The proposal to switch MinnesotaCare enrollees to private programs has “many more negatives than positives,” according to Jim Schowalter, president of the Minnesota Council of Health Plans, the powerhouse interest group that represents the state’s seven major nonprofit insurers. Schowalter said as much during the House Health and Human Services Finance Committee hearing on Dean’s omnibus bill, and explained that insurers were seeking stability, and guaranteed funding, while the replacement program appears complex and is “not well understood.”

Schowalter also lamented proposed cuts of $100 million targeted at administrative costs for the insurance companies. Those expenses totaled about $375 million during last year, he said, and the result of a nine-figure decrease could mean layoffs and less support for enrollees.

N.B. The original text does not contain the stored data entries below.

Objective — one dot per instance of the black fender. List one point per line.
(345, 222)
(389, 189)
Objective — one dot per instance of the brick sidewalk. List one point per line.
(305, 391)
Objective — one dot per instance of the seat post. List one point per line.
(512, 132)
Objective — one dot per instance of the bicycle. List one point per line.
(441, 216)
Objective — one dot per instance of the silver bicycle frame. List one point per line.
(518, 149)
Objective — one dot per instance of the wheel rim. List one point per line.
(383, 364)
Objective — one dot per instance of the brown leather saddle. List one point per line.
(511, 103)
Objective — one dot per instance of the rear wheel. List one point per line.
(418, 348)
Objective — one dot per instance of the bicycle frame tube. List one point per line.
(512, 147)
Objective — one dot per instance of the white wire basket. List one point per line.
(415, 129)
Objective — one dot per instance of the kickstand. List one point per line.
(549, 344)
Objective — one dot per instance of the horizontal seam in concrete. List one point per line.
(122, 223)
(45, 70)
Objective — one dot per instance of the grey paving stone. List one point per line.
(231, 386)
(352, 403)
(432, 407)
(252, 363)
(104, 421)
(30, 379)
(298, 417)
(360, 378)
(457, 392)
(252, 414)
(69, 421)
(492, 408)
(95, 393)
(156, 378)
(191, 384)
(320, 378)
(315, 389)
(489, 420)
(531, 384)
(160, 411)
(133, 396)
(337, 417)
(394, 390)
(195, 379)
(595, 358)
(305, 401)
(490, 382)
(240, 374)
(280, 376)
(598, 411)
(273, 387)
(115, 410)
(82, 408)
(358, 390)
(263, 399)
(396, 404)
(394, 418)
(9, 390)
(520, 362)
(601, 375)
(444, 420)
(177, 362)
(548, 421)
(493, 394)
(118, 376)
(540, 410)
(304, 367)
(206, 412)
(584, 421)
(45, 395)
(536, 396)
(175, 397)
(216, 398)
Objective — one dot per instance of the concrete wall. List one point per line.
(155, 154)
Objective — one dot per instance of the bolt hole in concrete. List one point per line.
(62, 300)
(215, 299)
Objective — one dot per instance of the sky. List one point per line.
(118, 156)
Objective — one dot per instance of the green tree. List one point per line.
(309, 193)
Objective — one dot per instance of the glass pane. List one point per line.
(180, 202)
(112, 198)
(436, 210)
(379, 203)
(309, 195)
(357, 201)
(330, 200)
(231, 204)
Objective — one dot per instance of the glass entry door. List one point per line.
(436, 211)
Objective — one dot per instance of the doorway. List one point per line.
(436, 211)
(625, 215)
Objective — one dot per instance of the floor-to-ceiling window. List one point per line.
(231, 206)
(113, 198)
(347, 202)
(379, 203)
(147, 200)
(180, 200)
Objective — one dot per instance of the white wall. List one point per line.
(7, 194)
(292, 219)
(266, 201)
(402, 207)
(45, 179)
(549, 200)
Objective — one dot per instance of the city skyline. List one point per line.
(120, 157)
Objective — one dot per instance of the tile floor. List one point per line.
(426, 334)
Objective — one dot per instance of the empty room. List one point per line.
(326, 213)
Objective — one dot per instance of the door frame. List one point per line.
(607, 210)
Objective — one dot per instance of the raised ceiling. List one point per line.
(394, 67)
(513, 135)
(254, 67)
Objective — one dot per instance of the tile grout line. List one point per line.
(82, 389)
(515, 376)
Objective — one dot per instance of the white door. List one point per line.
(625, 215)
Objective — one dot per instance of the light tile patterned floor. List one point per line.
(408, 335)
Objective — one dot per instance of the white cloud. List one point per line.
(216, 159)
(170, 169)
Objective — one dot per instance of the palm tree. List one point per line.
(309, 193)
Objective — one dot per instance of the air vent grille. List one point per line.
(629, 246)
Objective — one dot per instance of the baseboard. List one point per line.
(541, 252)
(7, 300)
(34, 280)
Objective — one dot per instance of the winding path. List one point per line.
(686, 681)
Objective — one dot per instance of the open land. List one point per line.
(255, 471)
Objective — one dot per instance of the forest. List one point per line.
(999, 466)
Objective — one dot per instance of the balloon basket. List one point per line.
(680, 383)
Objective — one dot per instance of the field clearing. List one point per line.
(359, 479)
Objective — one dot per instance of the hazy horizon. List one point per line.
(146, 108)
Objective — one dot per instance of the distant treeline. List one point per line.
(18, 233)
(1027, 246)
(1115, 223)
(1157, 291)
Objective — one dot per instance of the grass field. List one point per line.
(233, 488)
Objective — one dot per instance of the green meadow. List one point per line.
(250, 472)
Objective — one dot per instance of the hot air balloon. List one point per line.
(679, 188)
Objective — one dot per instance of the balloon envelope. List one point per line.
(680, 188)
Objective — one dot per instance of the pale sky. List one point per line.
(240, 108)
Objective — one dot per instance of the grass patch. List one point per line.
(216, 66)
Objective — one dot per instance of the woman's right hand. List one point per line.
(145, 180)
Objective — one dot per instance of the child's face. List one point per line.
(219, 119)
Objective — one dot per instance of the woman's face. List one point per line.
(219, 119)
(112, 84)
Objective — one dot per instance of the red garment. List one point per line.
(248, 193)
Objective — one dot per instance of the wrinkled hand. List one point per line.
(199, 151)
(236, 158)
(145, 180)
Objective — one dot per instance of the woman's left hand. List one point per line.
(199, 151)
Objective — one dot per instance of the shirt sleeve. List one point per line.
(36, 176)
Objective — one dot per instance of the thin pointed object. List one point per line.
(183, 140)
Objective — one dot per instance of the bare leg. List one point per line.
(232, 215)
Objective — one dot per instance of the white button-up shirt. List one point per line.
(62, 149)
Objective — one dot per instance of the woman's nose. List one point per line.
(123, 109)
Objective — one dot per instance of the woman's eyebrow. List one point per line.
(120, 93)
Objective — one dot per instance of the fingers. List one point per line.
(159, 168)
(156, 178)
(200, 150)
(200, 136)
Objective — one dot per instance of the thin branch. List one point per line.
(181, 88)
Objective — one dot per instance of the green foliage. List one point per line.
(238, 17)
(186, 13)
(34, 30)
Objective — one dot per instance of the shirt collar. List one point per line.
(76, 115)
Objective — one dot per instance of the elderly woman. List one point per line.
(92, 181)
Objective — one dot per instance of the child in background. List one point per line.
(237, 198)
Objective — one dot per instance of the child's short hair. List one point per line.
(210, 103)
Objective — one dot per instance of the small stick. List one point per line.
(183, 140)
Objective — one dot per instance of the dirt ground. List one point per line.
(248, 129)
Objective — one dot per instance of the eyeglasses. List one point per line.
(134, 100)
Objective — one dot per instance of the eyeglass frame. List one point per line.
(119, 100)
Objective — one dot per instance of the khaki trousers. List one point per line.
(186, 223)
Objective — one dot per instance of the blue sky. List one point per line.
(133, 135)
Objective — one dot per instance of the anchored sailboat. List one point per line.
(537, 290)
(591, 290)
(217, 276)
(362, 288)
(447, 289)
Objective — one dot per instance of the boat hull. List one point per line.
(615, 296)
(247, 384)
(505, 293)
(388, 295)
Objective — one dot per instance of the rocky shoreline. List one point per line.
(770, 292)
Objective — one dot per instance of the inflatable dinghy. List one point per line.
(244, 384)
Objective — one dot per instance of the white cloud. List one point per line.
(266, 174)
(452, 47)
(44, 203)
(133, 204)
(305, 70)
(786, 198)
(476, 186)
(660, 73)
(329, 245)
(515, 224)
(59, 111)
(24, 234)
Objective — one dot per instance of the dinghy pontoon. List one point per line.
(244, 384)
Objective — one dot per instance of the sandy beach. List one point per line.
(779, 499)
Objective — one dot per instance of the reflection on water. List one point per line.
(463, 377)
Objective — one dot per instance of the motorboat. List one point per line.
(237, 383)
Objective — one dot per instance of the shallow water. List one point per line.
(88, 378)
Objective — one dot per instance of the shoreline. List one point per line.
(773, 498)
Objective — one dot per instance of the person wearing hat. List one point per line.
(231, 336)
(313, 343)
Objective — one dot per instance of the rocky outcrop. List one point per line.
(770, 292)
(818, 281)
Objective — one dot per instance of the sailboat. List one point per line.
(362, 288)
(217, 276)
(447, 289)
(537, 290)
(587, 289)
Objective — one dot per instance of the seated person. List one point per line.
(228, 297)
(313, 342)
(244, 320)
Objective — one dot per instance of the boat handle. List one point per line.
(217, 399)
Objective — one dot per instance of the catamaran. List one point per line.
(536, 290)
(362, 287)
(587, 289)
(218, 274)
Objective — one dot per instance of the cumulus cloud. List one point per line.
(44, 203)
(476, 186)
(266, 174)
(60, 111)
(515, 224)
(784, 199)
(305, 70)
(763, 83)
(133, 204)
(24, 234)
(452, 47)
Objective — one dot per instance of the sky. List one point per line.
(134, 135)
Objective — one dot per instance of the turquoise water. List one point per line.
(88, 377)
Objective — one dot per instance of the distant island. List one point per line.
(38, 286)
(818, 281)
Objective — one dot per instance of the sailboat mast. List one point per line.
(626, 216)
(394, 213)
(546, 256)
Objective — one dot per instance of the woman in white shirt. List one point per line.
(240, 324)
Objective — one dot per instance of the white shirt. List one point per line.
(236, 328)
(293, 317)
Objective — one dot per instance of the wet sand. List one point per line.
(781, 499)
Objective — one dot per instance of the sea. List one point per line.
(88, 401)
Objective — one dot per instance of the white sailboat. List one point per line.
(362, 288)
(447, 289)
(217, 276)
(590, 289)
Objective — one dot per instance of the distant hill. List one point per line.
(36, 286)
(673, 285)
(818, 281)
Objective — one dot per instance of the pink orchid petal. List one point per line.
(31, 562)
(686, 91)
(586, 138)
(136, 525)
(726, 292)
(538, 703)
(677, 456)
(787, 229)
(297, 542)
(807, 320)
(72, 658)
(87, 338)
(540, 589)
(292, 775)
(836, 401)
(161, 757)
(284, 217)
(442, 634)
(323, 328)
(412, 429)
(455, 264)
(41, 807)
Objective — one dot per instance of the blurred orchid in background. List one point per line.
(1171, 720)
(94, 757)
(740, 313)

Even less supportive was Department of Human Services Commissioner Lucinda Jesson, who questioned the House bill’s assumptions of cost-savings. The bill relies on an estimate of some $300 million that would be realized in catching and preventing fraud and misuses of public health and insurance programs. Jesson said DHS estimates of a somewhat narrower effort to crack down on misspent money came to just $18 million.

In total, the bill relies upon more than a half-billion dollars in savings or cuts, and Jesson guessed the committee had taken that path rather than direct cuts to services.

“We do not believe that savings to that extent can be realized, and certainly not under our current contracting,” Jesson said.

Dean, for his part, acknowledged that the bill amounts to an “incredibly big lift” for insurers, and, citing budget constraints under the caucus target, continually came back to difficulties with the insurance exchange to justify his approach.

“I think everyone’s under the understanding that this is not sustainable,” he said.

The committee approval sends both the Senate and House bills on to their final finance hearings later this week, and Lourey said he hopes to have the Senate bill on the upper chamber floor by Friday.